Nous sommes ici, encore, dans le cadre de relations d’emploi : les salarié⋅es ne peuvent survivre qu’à condition de trouver à s’employer, c’est-à-dire de vendre leur force de travail à un capitaliste qui l’exploitera pour enrichir des actionnaires. Si l’emploi est bien, comme on l’a vu, une conquête sociale, il va lui-même être dépassé par l’instauration, en 1946, du régime général de la Sécurité sociale. Là où, auparavant, pour travailler, être reconnu⋅e producteur/ice de valeur économique, toucher un salaire, il fallait se placer sous la coupe des propriétaires des moyens de production, cette institution fondamentalement révolutionnaire qu’est la Sécurité sociale subvertit le rapport salarial existant, en faisant des soignant⋅es, des retraité⋅es et des chômeurs/euses des travailleurs et des travailleuses à part entière, titulaires d’un salaire, qui pourtant n’enrichissent aucun actionnaire et n’ont nullement à se vendre sur un marché de l’emploi.
On a là une subversion en pratique du rapport salarial : celui-ci n’est plus réduit au paiement, par un patron, d’un salaire à ses employé⋅es ; mais est étendu au versement d’un salaire socialisé par des caisses gérées par les travailleurs et les travailleuses elles et eux-mêmes, à des salarié⋅es libéré⋅es du capital. Voici effectué un pas majeur dans la lutte pour que le syndicat, groupement des travailleurs/euses, devienne « le groupement de production et de répartition, base de réorganisation sociale », comme l’esquissait la charte d’Amiens dès 1906.
À cet égard, « donner au "travail" un sens précis, le sens marxiste, historicisé, à savoir le sens du salariat, soit l’activité humaine, non pas "en soi", mais ressaisie dans les rapports sociaux du capitalisme » (Vivre sans, p. 227), c’est bien reconnaître ce changement de configuration essentiel qui s’est opéré au cours de la première moitié du XXe siècle, sous l’impulsion du syndicalisme révolutionnaire, et qui a fait du salariat non plus une institution de limitation de l’exploitation (ce qui était déjà un premier acquis), mais bien une institution révolutionnaire, changeant radicalement l’acception du mot "travail" en instituant à un niveau d’emblée macroéconomique des formes de travail libre – libérées de l’emploi, du chantage au chômage, etc.

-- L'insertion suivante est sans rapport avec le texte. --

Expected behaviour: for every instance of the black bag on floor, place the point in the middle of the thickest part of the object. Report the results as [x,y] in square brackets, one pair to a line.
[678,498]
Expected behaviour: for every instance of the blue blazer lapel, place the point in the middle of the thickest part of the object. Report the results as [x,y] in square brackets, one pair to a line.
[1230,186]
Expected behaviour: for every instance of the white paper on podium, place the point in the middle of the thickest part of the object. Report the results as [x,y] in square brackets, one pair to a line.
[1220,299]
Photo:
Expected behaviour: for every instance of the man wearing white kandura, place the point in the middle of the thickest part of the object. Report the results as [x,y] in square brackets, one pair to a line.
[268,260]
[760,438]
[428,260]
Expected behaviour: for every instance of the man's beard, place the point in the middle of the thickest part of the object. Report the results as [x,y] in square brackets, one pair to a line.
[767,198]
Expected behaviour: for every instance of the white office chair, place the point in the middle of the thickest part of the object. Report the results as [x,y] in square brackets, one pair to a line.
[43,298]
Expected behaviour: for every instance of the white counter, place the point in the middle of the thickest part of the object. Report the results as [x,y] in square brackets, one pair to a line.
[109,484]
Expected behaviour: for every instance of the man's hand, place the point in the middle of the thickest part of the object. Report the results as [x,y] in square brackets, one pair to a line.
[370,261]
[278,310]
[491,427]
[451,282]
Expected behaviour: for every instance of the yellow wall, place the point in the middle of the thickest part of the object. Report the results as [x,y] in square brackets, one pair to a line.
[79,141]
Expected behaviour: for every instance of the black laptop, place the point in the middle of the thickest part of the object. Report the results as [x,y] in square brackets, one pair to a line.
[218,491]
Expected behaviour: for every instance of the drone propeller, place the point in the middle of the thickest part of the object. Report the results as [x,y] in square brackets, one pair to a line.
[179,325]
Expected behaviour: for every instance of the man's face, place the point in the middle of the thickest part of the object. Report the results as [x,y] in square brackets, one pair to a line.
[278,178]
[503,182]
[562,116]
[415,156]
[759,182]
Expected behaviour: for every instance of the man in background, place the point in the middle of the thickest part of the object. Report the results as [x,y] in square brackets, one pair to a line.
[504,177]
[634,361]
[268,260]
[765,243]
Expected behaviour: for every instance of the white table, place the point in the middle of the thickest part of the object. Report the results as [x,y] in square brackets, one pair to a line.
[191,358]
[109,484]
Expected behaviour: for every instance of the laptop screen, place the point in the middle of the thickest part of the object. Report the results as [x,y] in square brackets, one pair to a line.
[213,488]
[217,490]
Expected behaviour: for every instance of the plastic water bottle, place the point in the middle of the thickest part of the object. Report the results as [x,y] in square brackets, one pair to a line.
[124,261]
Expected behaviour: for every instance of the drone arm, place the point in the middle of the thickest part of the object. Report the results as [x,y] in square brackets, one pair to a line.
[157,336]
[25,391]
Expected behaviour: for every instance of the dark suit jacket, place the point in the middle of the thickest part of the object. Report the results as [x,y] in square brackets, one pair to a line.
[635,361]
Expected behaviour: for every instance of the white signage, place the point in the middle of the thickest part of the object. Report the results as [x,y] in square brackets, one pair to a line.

Ne pas reconnaître, derrière cette apparente immuabilité des mots, la subversion radicale de ce qu’ils désignent, c’est s’interdire de saisir la portée des institutions dont Réseau Salariat revendique l’extension, car, par la pratique et par l’exemple, elles esquissent une voie pour le vivre sans : la possibilité de vivre, enfin, débarrassé⋅es du capital et de la subordination à l’employeur. Avoir su ne pas en rester aux mots, c’est bien là ce qui a permis l’apport fondamental des recherches de Bernard Friot. Le changement de ce que les mots désignent, sous l’effet de changements des rapports sociaux, est une réalité bien connue des linguistes (cf. le livre minutieux mais décoiffant d’Émile Benveniste, Le vocabulaire des institutions indo-européennes, t. 1 : Économie, parenté, société), et Lordon serait avisé de rompre avec l’attachement philosophique à un sens anhistorique et atemporel des mots : cela lui permettrait de reconnaître, au XXe siècle, l’élargissement du salariat et du travail au-delà et contre le capitalisme et sa forme privilégiée de subordination : l’emploi.
L’essentiel, toutefois, est là, et c’est bien ce qu’on préférera retenir de ce livre : le projet de Réseau Salariat est bien une voie réaliste de dépassement du capitalisme, car elle s’appuie sur un déjà-là considérable (cotisations sociales, etc.), alors il n’y a plus qu’à. Il n’y a plus qu’à, pour les lecteurs et lectrices de Lordon : plus qu’à défendre concrètement l’extension de la cotisation et des institutions du salariat.
Il y a, avec la grève qui s’annonce pour les retraites, une occasion concrète de le faire, en allant défendre l’extension d’une institution qui incarne pleinement ce déjà-là sur lequel s’appuyer pour généraliser le salaire à vie.